Post Market views - Oct 11, 2021 - Mr. Binod Modi, Head Strategy at Reliance Securities
2021-10-11 23:37:17 (Time Zone: IST)
Domestic equities extended gains today with benchmark Nifty and Sensex witnessing fresh all-time highs. Strong rebound in heavyweight financials in the backdrop of expectations of strong 2QFY22 earnings and possible write-back from select bad assets supported rally today. Further, auto stocks also witnessed healthy recovery led by expectations of strong festive demand in ensuing weeks.

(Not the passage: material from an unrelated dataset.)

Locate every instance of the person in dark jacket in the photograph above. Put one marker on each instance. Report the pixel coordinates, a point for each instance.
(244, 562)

Notably, barring IT, most key sectoral indices traded in green today, while Nifty smallcap index outperformed others by recording gains of over 1%. IT stocks witnessed selling pressure today led by subpar performance reported by TCS in its 2QFY22 earnings. Volatility index hardened over 2% showing some amount of unease at the top. Tata Motors, Coal India, Maruti and Grasim were among top Nifty gainers, while TCS, Tech Mahindra, Infosys and HCL Tech were laggards.
A subpar 2QFY22 performance reported by IT major TCS weighed on IT index today. However, RBI policy meeting outcome was quite balanced; and it continued to sound dovish despite announcing measure of absorb excess liquidity through VRRR auctions. Further, expectations of CPI inflation and economic growth look reasonable, and market continued to cheer RBI policy meet outcome. Further, India's sovereign rating upgrade by Moody's Investors Services in the backdrop of persistent improvement in key economic indicators and faster ramp-up in vaccination bodes well and may aid India to remain resilient compared to global equities. Further, steady rise in disbursal of banks and NBFCs in 2QFY22 (as shown in their provisional numbers reported to exchanges) vindicates growth momentum of the economy. Additionally, high frequency key economic indicators in September in the form of GST collection, manufacturing PMI, import-export data, railway freight and e-way bills continued to reflect improvement in economic activities, which bode well for corporate earnings. Notably, growth in many cases started surpassing pre-pandemic levels, which also offers comfort. Notably, benchmark indices outperformed global markets in recent period as sustained recovery in key economic indicators and faster vaccination ramp-up with least possibility of third wave of COVID-19 hitting in a bigger way bolstered investors' confidence. Tax collection data for 1HFY21 was also quite impressive, which virtually crossed pre-pandemic FY20 numbers with a wide margin. However, investors remain on tenterhook with regards to progress on Evergrande, rise in USA bond yield and elevated energy prices. In our view, India is at the beginning of capex revival phase and therefore corporate earnings recovery looks sustainable and premium valuations might sustain. Additionally, government's focus to improve credit growth through credit outreach programme and continued traction in PLI schemes augur well for domestic economy. In our view, festive demand, recovery in rural demand, COVID-19 positivity rates, vaccination ramp-up and September quarter earnings will be in focus in the near term. Further higher government's capex and revival in industrials' capex should continue to aid economic recovery in the medium to long term. However, liquidity driven market may take a backseat in 2022 and investors must start focusing on quality aspect of companies, in our view.